Moon Bear, Who Helps Me Announce a Wee Blog Break

h1 July 27th, 2010 by jules


“Who gulps the fall crops of beechnuts and acorns?
Happy moon bear, gorging on extra food for the winter.”
(Click to enlarge spread.)

Hi, dear readers. I’ve got my work cut out for me this week. I’m coming up on a self-imposed writing deadline, and I’m also preparing for this, a presentation at The University of Tennessee’s Center for Children’s & Young Adult Literature, in which I have one hour to talk about the best picture books thus far of 2010. Can you even try to imagine for one second how I’m having trouble narrowing here, dear people, since I love me my excellent picture books ever so muchly? But I’m having fun, and I think the presentation will be very fun, too. The best part is that I get to hear my former East Tennessee librarian colleagues—who are brilliant and will also be presenting—talk about books for other ages, and I particularly look forward to hearing about YA novels in the afternoon, since I’ve not had as much time for reading those on my own this year. (Good thing I love my picture books, right?)

So, for those reasons, I probably won’t be back here at 7-Imp until Sunday. But I promise to return for some kickin’. In the meantime, I’m leaving you this week with some collage illustrations from the great Ed Young. His latest illustrated title is by Brenda Z. Guiberson, who has been writing and illustrating children’s books for over 15 years. It’s called Moon Bear (Henry Holt, May 2010), a lyrical tribute to the Asiatic black bear, becoming rare in the wild.

This story follows one female moon bear through the seasons (the bears are so named for the white marks on their chests, which look like crescent moons) in the woods, as she wakes from a “long winter snooze,” marks her territory, eats, plays, and snuggles in for another long winter snooze, eventually waking with a surprise for child readers. An author’s note discusses how thousands of these bears spend their lives in cages on bear farms where they are unable to stand or move around. Publishers Weekly notes, “{t}he book’s subtlety—keeping the focus on the bear’s peaceful everyday life, rather than the threats to its existence—is likely to inspire readers’ compassion and concern.” A winner for the youngest of readers.

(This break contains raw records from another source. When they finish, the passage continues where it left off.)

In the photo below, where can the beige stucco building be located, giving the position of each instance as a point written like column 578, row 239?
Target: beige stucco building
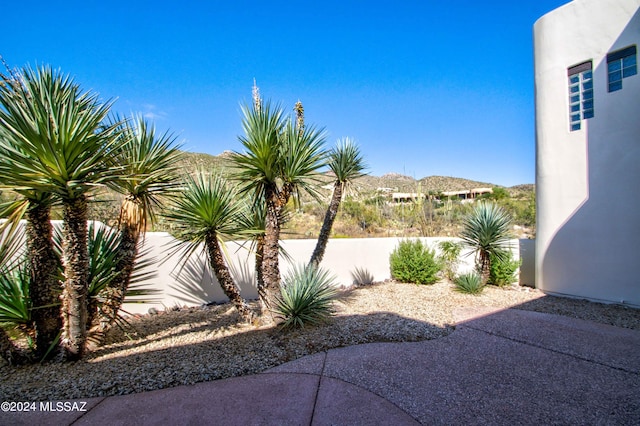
column 588, row 150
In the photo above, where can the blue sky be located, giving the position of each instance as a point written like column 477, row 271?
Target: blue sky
column 425, row 87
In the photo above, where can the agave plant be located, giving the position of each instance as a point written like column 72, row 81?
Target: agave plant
column 103, row 245
column 487, row 231
column 306, row 297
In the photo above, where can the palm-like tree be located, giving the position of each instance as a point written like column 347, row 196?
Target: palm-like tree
column 150, row 164
column 280, row 161
column 206, row 212
column 35, row 206
column 346, row 163
column 59, row 146
column 487, row 230
column 14, row 292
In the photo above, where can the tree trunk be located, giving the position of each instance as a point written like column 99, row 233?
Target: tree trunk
column 114, row 294
column 270, row 261
column 262, row 294
column 10, row 352
column 485, row 267
column 44, row 288
column 224, row 277
column 327, row 225
column 76, row 267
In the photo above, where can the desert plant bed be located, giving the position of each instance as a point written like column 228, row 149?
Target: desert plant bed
column 190, row 345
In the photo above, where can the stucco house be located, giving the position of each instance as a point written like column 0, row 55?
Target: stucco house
column 587, row 90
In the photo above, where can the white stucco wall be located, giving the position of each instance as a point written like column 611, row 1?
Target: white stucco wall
column 587, row 206
column 195, row 284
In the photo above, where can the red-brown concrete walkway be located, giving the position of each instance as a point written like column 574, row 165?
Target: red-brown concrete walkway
column 506, row 367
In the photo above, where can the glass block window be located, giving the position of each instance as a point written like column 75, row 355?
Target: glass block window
column 580, row 94
column 621, row 64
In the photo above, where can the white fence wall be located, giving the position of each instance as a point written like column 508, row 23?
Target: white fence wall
column 194, row 284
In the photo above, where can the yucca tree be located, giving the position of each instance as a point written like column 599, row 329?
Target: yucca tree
column 205, row 213
column 253, row 224
column 347, row 164
column 42, row 265
column 150, row 163
column 35, row 207
column 15, row 307
column 487, row 231
column 280, row 161
column 66, row 151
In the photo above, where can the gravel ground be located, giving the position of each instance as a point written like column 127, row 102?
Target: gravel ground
column 199, row 344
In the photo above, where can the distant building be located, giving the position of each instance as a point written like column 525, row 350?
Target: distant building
column 463, row 195
column 468, row 195
column 588, row 150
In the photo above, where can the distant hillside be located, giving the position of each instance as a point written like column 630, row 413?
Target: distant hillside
column 394, row 181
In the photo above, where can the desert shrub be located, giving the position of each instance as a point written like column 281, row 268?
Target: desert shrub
column 306, row 297
column 503, row 270
column 449, row 257
column 470, row 283
column 414, row 262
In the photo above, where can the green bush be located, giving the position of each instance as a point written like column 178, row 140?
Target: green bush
column 470, row 283
column 503, row 270
column 413, row 262
column 306, row 297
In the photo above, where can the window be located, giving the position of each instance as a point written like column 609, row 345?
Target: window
column 621, row 64
column 580, row 94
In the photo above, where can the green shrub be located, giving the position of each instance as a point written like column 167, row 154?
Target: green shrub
column 470, row 283
column 503, row 270
column 413, row 262
column 449, row 257
column 306, row 297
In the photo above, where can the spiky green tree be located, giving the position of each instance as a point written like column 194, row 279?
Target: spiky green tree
column 487, row 231
column 206, row 212
column 64, row 150
column 279, row 162
column 35, row 207
column 347, row 163
column 150, row 172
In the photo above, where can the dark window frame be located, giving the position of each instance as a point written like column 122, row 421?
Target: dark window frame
column 581, row 96
column 616, row 75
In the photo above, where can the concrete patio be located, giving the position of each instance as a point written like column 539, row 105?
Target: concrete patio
column 497, row 367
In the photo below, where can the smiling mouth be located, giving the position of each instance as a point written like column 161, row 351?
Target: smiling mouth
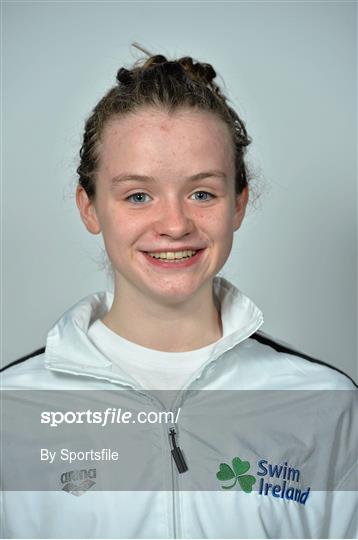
column 173, row 255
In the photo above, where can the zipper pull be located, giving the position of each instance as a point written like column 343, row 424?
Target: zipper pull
column 177, row 453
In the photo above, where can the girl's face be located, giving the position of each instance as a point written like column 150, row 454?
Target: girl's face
column 165, row 184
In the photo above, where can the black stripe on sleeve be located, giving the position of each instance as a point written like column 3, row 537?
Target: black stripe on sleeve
column 23, row 358
column 268, row 340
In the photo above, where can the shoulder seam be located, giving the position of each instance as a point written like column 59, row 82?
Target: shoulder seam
column 23, row 358
column 268, row 340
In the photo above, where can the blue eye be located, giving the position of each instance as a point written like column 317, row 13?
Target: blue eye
column 205, row 193
column 141, row 196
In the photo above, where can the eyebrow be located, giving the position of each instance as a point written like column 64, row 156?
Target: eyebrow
column 122, row 178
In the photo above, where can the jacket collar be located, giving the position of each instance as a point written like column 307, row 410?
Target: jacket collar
column 70, row 350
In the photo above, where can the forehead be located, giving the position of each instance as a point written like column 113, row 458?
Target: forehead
column 184, row 139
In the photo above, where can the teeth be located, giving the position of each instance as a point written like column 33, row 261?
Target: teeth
column 171, row 255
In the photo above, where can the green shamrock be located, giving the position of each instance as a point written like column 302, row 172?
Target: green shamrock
column 238, row 470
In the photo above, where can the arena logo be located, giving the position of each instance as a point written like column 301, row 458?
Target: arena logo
column 236, row 474
column 79, row 481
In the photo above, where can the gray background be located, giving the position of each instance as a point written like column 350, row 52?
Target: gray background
column 290, row 70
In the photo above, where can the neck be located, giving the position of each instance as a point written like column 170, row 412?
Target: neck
column 193, row 324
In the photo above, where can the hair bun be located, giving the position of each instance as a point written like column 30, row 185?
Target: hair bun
column 198, row 71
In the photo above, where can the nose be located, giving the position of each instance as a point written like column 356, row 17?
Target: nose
column 173, row 220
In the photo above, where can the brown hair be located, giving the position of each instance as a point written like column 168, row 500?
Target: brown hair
column 169, row 85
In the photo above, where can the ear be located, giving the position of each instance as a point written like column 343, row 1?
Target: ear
column 240, row 207
column 87, row 211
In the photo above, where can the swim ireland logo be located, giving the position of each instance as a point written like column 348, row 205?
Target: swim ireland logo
column 266, row 471
column 79, row 481
column 238, row 470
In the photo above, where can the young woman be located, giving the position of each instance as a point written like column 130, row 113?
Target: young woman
column 162, row 177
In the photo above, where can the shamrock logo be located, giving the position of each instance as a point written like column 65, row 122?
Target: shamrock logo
column 238, row 470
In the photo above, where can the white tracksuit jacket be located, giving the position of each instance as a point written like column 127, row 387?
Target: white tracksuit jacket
column 238, row 362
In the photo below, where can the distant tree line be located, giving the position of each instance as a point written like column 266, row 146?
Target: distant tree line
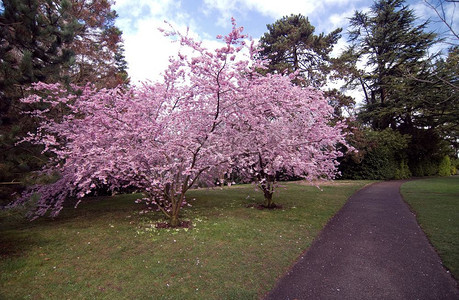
column 408, row 124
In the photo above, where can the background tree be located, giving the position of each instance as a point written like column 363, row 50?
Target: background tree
column 405, row 89
column 290, row 45
column 392, row 45
column 66, row 41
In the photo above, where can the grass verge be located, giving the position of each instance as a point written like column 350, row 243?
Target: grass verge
column 436, row 204
column 107, row 249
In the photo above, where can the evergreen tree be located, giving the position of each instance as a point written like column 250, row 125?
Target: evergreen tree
column 65, row 41
column 392, row 45
column 290, row 45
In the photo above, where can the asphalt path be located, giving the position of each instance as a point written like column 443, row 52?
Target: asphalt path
column 373, row 248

“Who plucks raspberries and plops red scat in the tangle?
Blissful moon bear, feasting on juicy summer fruit.”
(Click to enlarge spread.)

See you on Sunday, dear folks . . .

* * * * * * *

Illustrations from Moon Bear © 2010 by Brenda Z. Guiberson, illustrations by Ed Young. Used with the permission of Henry Holt Books for Young Readers.





8 comments to “Moon Bear, Who Helps Me Announce a Wee Blog Break”

  1. Based solely on this blog, I feel confident that yes, your presentation will be fun!

    Alas, I just put an episode up on my site that disqualifies it forever from being “appropriate” for the young. Nevertheless, few things are more important than children’s books.

    Best of luck!


  2. Fabulous cover!!

    Wish I could hear your talk.


  3. Good luck! I’m sure it will be oh so entertaining, and I hope you’ll share the list you narrowed it down, too. Maybe a transcript of your talk?


  4. Argh. Sorry about the lack of grammar in that last post. Maybe I should finish my coffee and breakfast before trying to post thoughts in the morning. Anyhow, good luck!


  5. You will be brilliant! Enjoy!


  6. Thanks, you all. It went well. No transcripts exist. Sorry, Cassy. Maybe next time! (Parts of it were recorded — but not all.)


  7. It’s a little late for a good luck, but I’m glad to hear it went well!